Paradoxalmente as redes isolam as pessoas e distorcem os valores da vida. Comprometem a neurotransmissão, causam depressão e ansiedade. Criam pessoas virtuais que cedo ou tarde precisarão se encontrar com a realidade, sem os retoques de imagem ou espaço para sorrisos falsos. A vida como ela é, bem diferente da que é postada.

O transtorno faz com que passem a sentir inveja da aparente felicidade dos outros, uma admiração infeliz. Que transformem frustrações em agressividade e ataques às pessoas que gostariam de ser. Ficam vulneráveis às informações claramente distorcidas e falsas, incorporam ideologias e valores que lhes eram estranhos até o momento em que ocorreu a contaminação. Faz parte do quadro clínico ter o sono perturbado, com dificuldade para conciliar e despertar precoce.

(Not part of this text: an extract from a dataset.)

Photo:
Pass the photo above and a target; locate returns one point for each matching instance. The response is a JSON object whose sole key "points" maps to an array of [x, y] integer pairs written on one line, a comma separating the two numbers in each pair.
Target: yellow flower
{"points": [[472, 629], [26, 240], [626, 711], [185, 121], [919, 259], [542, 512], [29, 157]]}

Da mesma forma que outras infecções, felizmente nem todos os contactantes adoecem. Alguns não apresentam sintomas, mas podem maldosamente transmitir e até se profissionalizam para isso, como quem tosse sem máscara em ônibus lotado.

Os que são imunes, por vezes tentam combater, alertar, vacinar, mas muitos não acreditam em vacinas, aliás esse é mais um sintoma da síndrome.

Depois que o cérebro se modifica, passa a acreditar em lorotas de forma irreversível, perde a capacidade de crítica e autocrítica, fica complemente disfuncional, com atividades limitadas ao hemisfério direito ou esquerdo, anulando o equilíbrio do cerebelo. Aí não tem mais jeito. A ciência ainda não encontrou uma forma de recuperar. Ficarão recolhidos em seus grupos, isolados, como acontecia no passado com os contaminados por certas doenças contagiosas quando não havia tratamento. Agora é pior porque mesmo isolados continuam propagando o mal através dos mesmos canais que o infectaram. Os grupos de portadores, sofrem então auto infestações ampliando os danos em cascata e sentem-se ameaçados por tudo. Depois perdem a expressão do olhar que fica fixo, sem horizonte. Passam a resmungar sem parar e não conseguem mais segurar a mandíbula, até a saliva escorrer.

Ainda há tempo para salvar as crianças. Os de mais idade, não mais.